Debug quota limits monitoring UI 2026-05-15

  • Inspect current runtime logs for workspace conflict/quota errors without killing other services.
  • Fix quota semantics: CPU/memory blank means unlimited; GPU/GPU Mem blank means explicit zero for ordinary users.
  • Fix admin user update so editing an existing user's quota does not recreate/reassign namespace and does not raise false workspace namespace conflict.
  • Rework User Management action controls so they wrap inside the viewport on desktop and mobile.
  • Improve monitoring for ordinary users with self-scoped useful fields instead of all N/A; make admin monitoring show the new resource allocation rows clearly.
  • Rebuild Docker Compose stack and run backend/frontend tests plus Playwright overflow smoke.
  • Use ivanwu on k3s with vllm-serve 0.6.0, CPU/memory unlimited and gpumem 10000, then verify/clean up.
  • Add Review summary and lessons.

Review:

  • Runtime logs were checked before and after changes. The only 502s observed were during intentional backend rebuild; final backend/nginx logs had no error/fatal/5xx entries.
  • Admin can now update ivanwu without workspace namespace conflict; ivanwu was migrated to workspace ivanwu, namespace ocdp-u-ivanwu, default cluster k3s, CPU/memory unlimited, GPU 1, GPU Mem 10000.
  • k3s ResourceQuota for ivanwu contains only GPU and GPU Mem hard limits; CPU/memory are omitted as unlimited. A vllm-serve 0.6.0 deployment used harbor.bwgdi.com/library/vllm-openai:v0.17.1, reached deployed, Pod 1/1 Running, then was deleted through the platform and quota usage returned to 0/1 GPU and 0/10k gpumem.
  • Monitoring now shows ordinary users self-scoped allocation rows and admin per-user rows. The vLLM deployment was visible as CPU 1.00 cores, memory 9.8 GiB, GPU 1, GPU Mem 10000.
  • Verification passed: go test ./..., npm run build, test/frontend-playwright-smoke.py, test/instance_card_action_layout_playwright.py, test/user_management_layout_playwright.py, test/user_namespace_quota_api_contract.py, and test/unresolved_bugs_api_contract.py.

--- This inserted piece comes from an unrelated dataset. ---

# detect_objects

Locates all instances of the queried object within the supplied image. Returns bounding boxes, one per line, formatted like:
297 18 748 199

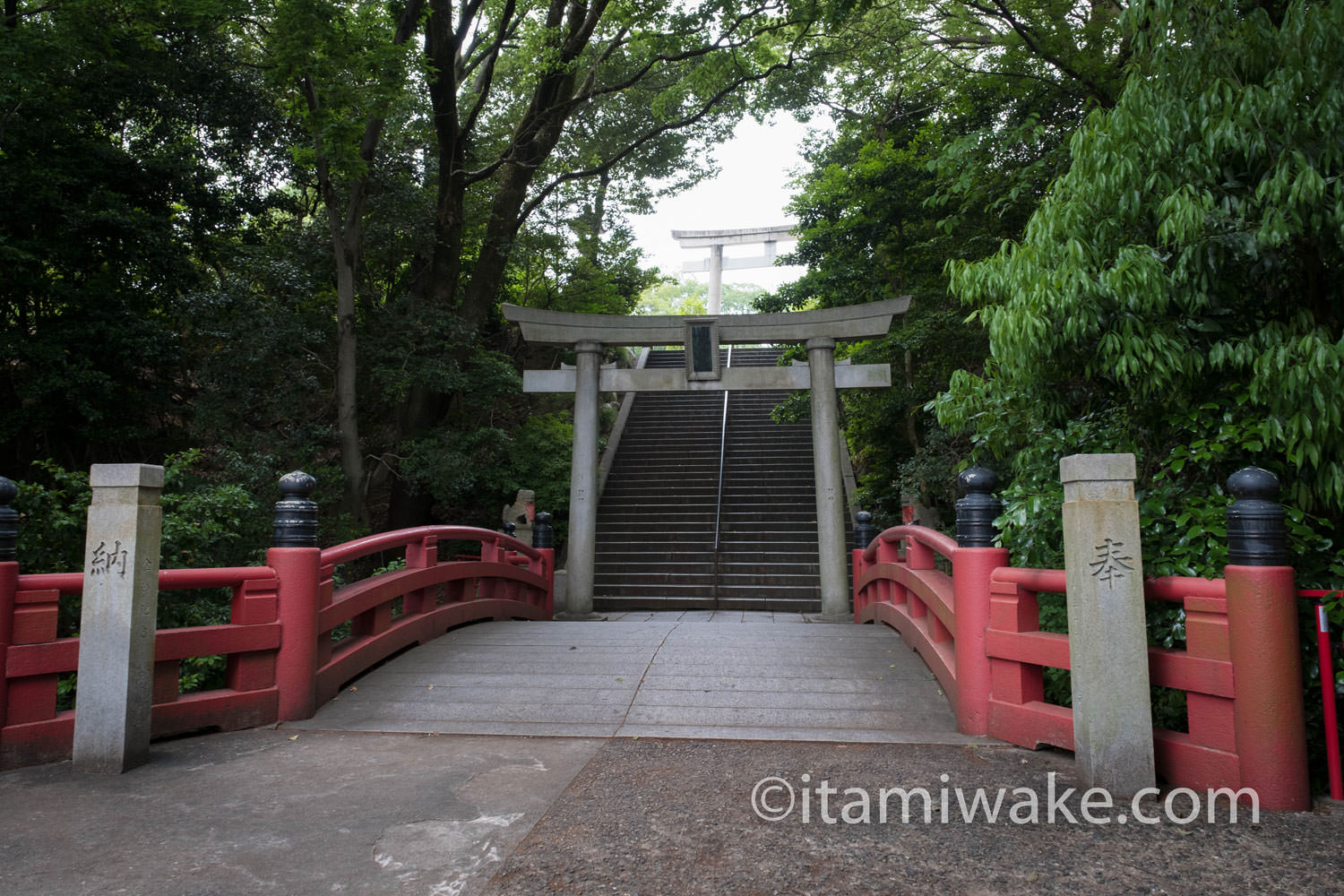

Restart docs and user management overflow 2026-05-18

  • Inspect current Docker Compose service lifecycle and identify why frontend/backend feel disconnected.
  • Update Makefile/README so one clear command starts the whole platform, with explicit rebuild/restart/status/log commands.
  • Restart the full stack through the documented command and verify health endpoints.
  • Reproduce User Management overflow with Playwright at desktop/tablet/mobile widths.
  • Fix User Management layout so action buttons and quota controls stay inside the viewport.
  • Run backend/frontend builds plus Playwright layout smoke.
  • Record Review summary and lessons.

Review:

  • make up is now the single documented platform start command. It runs docker compose up --build -d for the whole stack, and old commands (run-2, docker-dev, docker-prod, docker-up) are compatibility aliases.
  • docker-compose.yml now keeps nginx under restart: unless-stopped; make docker-ps and make up show docker compose ps -a, so the expected frontend-build Exited (0) state is visible and less confusing.
  • README now explains that frontend-build is a one-shot build job and the actual frontend runtime is nginx, which also proxies /api.
  • User Management layout was changed from a fixed four-column row to a responsive card layout with a wrapping action area. The app shell content column also has min-w-0 so wide children cannot force browser overflow.
  • Verification passed: go test ./..., npm run build, make up, health checks for backend/nginx/web, test/user_management_layout_playwright.py across 1440/1280/1024/900/768 widths, test/frontend-playwright-smoke.py, and test/instance_card_action_layout_playwright.py.